It’s a cringe-inducing cliche at this point, but studying abroad really can change your outlook on things. Photographer Daria Svertilova thinks so. Moving from her hometown of Odesa, Ukraine five years ago, in order to get her Master’s degree in Paris provided her with an invaluable insight into the culture she had come from: “Living abroad offered me another perspective on my native country and its culture; it gave me understanding of why it’s so valuable to me.”
Finding the “prism of techno culture, raves, poverty and war” that Western media presented to be a narrow lens (“I feel that it was only one side of the coin”), Daria started taking pictures with a mind to portraying Ukraine’s youth exactly as they are. And where else are students more themselves than in the ultimate shrines to culture that are their adult-adolescent bedrooms?
Growing up in the 90s and 00s, Daria spent the following decades watching Ukraine struggle “to find its distinct cultural identity” after years of Soviet rule. “When I speak about Soviet heritage, I speak about the history that we can’t erase,” she says. “The 69 years that hindered the economic and cultural development of most ex-Soviet countries,” explaining that this heritage has a material presence in the architecture of these places, as well as a mental presence in the minds of Ukraine’s previous generations, often romanticised by nostalgia.

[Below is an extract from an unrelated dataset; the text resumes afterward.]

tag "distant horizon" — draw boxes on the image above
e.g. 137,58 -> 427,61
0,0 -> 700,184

“In other words, it’s the conflict between sticking to the past — to the system which was restricting but offered some familiar routine stability to people — and the necessity of moving forward, taking responsibility for one’s own life, seizing the opportunities.”
For Daria, this collision of values seemed most visible in the country’s only existing form of social housing: the Soviet-era student dormitories, now-populated by a new generation with very different sociopolitical ideals.
Inspired by Alec Soth, Justine Kurland, Jim Goldberg, Nanna Heitmann, and Rob Hornstra — photographers who “reflect on reality through people and their stories” — the project that would eventually become Temporary homes quickly took shape. “Since my childhood I have loved observing multi-storey buildings at night. When I was a kid I used to live in that kind of housing myself, and there was always something romantic about the life of people you can see through the windows,” says Daria. “I also had this idea of how distant people can be despite physically living so close to each other, just few thin walls separating them.”